I spent way too much time last week thinking about baseball and circus trains. In my defense, baseball is my favorite sport and Opening Day was last Thursday. The very next day Disney premiered its new, live-action/CGI version of Dumbo. Dumbo is my all-time favorite Disney movie and I am anxious to see if the new version can hold a feather to the magic of the original.
When you spend time reflecting on baseball and circus trains, you end up making new connections. For example, did you realize that Disneyland in California and Walt Disney World’s Magic Kingdom in Florida have contrasting Caseys?
I didn’t either. At least not until last week.
The Casey Jr. Circus Train opened at Disneyland as an original 1955 attraction. It is a Fantasyland favorite. Partly because of its proximity to Dumbo but mostly because of its inspiring message. Can the words “I think I can, I think I can,” ever get old?
At Walt Disney World, Casey comes at the end of Main Street U.S.A. It’s not a ride but a restaurant. Famous for its foot-long chili cheese dogs, Casey’s Corner celebrates the 1888 poem “Casey at the Bat.” Main Street U.S.A. tells the story of a time in America’s past. Baseball, America’s pastime, is a perfect fit for the park’s turn-of-the-century street and story.
But the stories between Casey in California and Casey in Florida couldn’t be more different. Casey Jr. is an underpowered underdog. He is Disney’s version of The Little Engine that Could. You don’t have to keep telling yourself “I think I can, I think I can,” unless there is the under confident likelihood that you actually cannot.
Casey at the Bat doesn’t suffer from such a shortage. Quite the opposite. Casey is the team’s star player. When he comes to bat in the bottom of the ninth inning his team is down two runs and already has two outs. But no worries–runners are on second and third—and Casey is so confident that he allows the first two pitches to casually pass by as strikes.
Casey only needs one swing. One swing and a…miss. Why is there no joy in Mudville? Because their hometown hero, the mighty Casey, has struck out.
Walt Disney was a big believer in baseball. When he built his new studio in Burbank he also built an on-site baseball field. In 1946, Disney created a cartoon version of Casey at the Bat. When Gene Autry opened Angels Stadium in 1966 he insisted on two things—his new park needed to be next to Disneyland and he wanted his friend, Walt Disney, to throw out the ceremonial first pitch.
The Angels inaugural season in Anaheim was Walt’s Disney’s only season of Anaheim Angels baseball. Walt died of lung cancer in December 1966.
Before writing The Wisdom of Walt, I first tried to write a baseball book. me, Bob, and Ralph is a true story about three friends who bond around their love of the game. I still have the unfinished manuscript. I still look at it every now and again. I still hope to finish it.
On Opening Day last Thursday, I couldn’t help but think about me, Bob, and Ralph. Not the unfinished book, but the unfinished friendship. For years, the three of us spent March going to Spring Training games in Arizona and our summers traveling the country going to as many games and ballparks as possible. Our goal was to see every team and tour every stadium.
Halfway toward our goal Ralph was diagnosed with cancer. At first, Bob and I refused to believe it. Ralph was one of the good guys. He grew up an orphan on the streets of Pittsburgh and served our country as a decorated Colonel in Vietnam. Despite the difficulties, Ralph had an infectious spirit that never quit. For Ralph, every day was Opening Day. Every season was spring.
In March 2007, our trio watched our last game together. Ralph was only well enough for a quick trip to Tucson and a single exhibition game. He died in June. Bob and I were with him that night, at the Veterans Hospital, across the freeway from Tucson Electric Park where we had seen so many games together.
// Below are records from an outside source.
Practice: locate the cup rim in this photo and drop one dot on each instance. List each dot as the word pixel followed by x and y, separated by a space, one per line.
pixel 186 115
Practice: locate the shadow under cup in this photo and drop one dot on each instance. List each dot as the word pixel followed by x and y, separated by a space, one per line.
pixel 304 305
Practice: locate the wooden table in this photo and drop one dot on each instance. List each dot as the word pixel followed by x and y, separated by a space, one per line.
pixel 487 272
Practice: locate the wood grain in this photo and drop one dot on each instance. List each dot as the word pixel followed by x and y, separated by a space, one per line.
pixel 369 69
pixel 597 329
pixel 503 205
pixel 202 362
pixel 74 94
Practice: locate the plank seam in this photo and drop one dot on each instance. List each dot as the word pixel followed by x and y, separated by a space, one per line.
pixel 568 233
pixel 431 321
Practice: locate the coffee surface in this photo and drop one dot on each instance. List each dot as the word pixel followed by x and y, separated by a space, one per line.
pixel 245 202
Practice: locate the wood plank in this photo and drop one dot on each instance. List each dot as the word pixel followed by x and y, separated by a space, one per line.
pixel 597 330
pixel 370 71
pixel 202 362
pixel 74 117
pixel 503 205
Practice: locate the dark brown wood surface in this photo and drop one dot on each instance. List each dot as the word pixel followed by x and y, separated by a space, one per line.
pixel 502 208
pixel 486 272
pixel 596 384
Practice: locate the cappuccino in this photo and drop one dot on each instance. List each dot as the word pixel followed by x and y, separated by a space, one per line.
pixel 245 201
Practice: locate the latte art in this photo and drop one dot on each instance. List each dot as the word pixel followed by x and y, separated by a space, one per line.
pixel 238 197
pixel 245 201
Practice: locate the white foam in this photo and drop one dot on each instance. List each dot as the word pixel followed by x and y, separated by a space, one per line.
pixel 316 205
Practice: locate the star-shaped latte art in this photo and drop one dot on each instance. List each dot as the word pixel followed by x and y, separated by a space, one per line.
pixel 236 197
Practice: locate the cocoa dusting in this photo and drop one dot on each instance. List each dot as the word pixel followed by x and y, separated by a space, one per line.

Watching Ralph lose his battle with cancer is one of the hardest losses either of us have ever experienced.
The late Bart Giamatti (his son, Paul, plays the chauffeur in Saving Mr. Banks) warns us that “Baseball breaks your heart. It is designed to break your heart. The game begins in the spring, when everything else begins again, and it blossoms in the summer, filling the afternoons and evenings, and then as soon as the chill rains come, it stops and leaves you to face the fall all alone…when you need it most, it stops.”
But Giamatti is wrong. Baseball doesn’t break your heart. Life does.
The world will never forget Walt Disney. Bob and I will always remember Ralph. The start of spring reminds us that we all have unfinished business. The start of another season reminds me that I need to honor my friend, whom I miss so much, and take another swing at finishing me, Bob, and Ralph.
I think I can.
“Baseball is a great teacher of an important secret of living: the giving and taking in the group, the development of qualities and behavior that will stand us in good stead through life in pursuits both personal and professional.”